2013年12月23日月曜日

21世紀のリウマチ診療 これまでとこれから

リウマチ診療では、今年は生物学的製剤と呼ばれる新しいタイプの薬剤が登場してから丸10年という節目の年でした。

メソレトキサートという内服薬から始まる21世紀の新しいリウマチ診療が、生物学的製剤の登場により、急速に進歩してほぼ治癒したような状態が得られるようになったことは、すでにこのブログでも何度も紹介してきました。

最初の数年間は、まったく新しいタイプの薬を使いこなすことに費やされ、その劇的な効果に驚きつつも、未知の副作用に対する恐れも同時に感じながら手探りの状態だったと言えるでしょう。

その後、いろいろな製薬会社からも次から次へと同傾向の薬品が登場し、どのように使えばいいかというノウハウが蓄積しました。いずれを使っても、ほぼ同じ程度の効果が得られ、そして同じ程度の副作用が生じている。

より早期からの使用により、寛解と呼ばれる「再発の可能性を持った治癒に近い状態」が得られる患者さんが増えることもわかりました。それと同時に、世界の学会では「リウマチを止める時代から治す時代」へと目標がシフトしたわけです。

次の数年間は、じゃあどうしたら寛解に持っていけるのか、そしてどういう状態なら寛解と言えるのかという点に臨床家の注目が変わっていきました。寛解の定義なども決まってきましたが、リウマチで難しいところは、客観的な評価がなかなかしにくいという点です。

検査値や外見的な間接の腫れなどはわかりやすいのですが、主症状の痛みというものはあくまで主観的なものであり、正確に評価することは困難です。今なお寛解を判断する基準については、議論の余地があり、いくつもの評価基準が同時に使われているという状況です。

そして、数年前に、より早期からの治療介入が重要視されるようになって、診断についてもより検討されるようになりました。早ければ早いほど、診断は難しく、誤診も増える可能性が高まります。

血液検査での、MMP-3や抗CCP抗体の導入は、より診断の助けになるものとして効果的です。また、超音波やMRIといった画像検査の導入も、早期の関節の変化を捉えるのに有益なものとして認知されました。

そして、誰もが納得する診断の基準が20数年ぶりに見直されたのです。過去の基準は、数ヶ月以上だって見た目にわかるような状態にならないと、確定ができませんでした。それでは、治療を開始するタイミングが遅れてしまいます。

より早期でも確定診断を可能とし、リウマチと考えられる状態を見過ごすことがないようにすることが目的として大幅な見直しがされました。もちろん、十分とは言えないかもしれませんが、以前の基準よりも、より実効性のあるものに変わったのです。

2013年は、この10数年の激流からすると、比較的穏やかな年だったのかもしれません。主な新しい話題は、化学構造的により進化した従来型の新しい生物学的製剤が発売されたことと、そして新しい薬理作用に基づく内服型の生物学的製剤が登場したことの2点でしょうか。

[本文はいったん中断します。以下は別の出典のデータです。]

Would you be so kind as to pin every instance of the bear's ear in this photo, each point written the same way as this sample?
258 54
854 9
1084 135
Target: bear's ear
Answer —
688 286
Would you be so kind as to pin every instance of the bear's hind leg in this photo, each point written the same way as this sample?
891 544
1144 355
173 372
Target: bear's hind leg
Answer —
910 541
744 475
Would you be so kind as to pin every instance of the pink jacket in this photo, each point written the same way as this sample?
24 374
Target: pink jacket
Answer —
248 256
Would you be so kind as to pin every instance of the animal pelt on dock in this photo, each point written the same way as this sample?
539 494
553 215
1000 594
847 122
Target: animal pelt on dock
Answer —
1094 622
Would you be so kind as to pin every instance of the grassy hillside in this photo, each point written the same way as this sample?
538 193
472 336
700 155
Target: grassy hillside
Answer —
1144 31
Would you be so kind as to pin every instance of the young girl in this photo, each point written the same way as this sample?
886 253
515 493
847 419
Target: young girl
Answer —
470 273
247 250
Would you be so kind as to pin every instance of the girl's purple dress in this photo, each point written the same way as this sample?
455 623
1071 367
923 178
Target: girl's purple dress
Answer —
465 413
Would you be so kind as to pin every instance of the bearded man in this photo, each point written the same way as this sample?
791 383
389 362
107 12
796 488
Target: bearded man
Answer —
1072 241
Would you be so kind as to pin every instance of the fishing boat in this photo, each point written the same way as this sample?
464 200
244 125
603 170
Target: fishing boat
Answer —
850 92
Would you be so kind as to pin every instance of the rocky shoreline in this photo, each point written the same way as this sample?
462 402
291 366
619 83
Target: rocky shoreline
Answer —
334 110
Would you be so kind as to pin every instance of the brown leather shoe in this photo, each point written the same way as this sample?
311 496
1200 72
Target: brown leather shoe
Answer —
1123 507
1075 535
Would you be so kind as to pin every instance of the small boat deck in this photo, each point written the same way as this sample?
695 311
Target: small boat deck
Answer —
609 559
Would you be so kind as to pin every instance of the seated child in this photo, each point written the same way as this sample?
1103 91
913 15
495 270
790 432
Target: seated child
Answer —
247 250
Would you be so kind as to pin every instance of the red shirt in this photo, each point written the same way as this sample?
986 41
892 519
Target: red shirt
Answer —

特に注目されるのは内服薬型の製剤です。今後、実臨床での効果や問題点がはっきりしてくると、次のリウマチ治療のスタンダードになるポテンシャルを秘めている可能性があります。

さて、その次にくるものは? 2020年までに普及するのは、遺伝子治療の導入ではないかと考えています。ただし、遺伝子そのものを交換するような大胆なことは、倫理的なことも含めて、まだまだ時間がかかることだろうと思います。

実際に、現段階で可能なことは、個人の遺伝子型から最も効果的な - つまり、主作用がしっかり出るか、あるいは副作用が出にくい薬剤を正確に選択することができるようになるということです。現状では、特定の薬剤については研究レベルでの実証が行われています。

そして、同時に期待するのが軟骨の再生技術の確立です。iPS細胞を使った臨床応用の中で可能になってくるかもしれませんが、軟骨を再生することができれば、今ではどうにもできなかった変形した関節を元の状態に戻すことが可能になってくるかもしれません。


その次にくるのが、遺伝子レベルでの直接的な治療でしょう。これができるようになれば、リウマチに限らず、多くの病気を発症を予測して予防的に修正することができるようになるのでしょう。その頃には、生物学製剤も過去の遺物のひとつとして、リウマチ学の歴史になっているんでしょうけどね。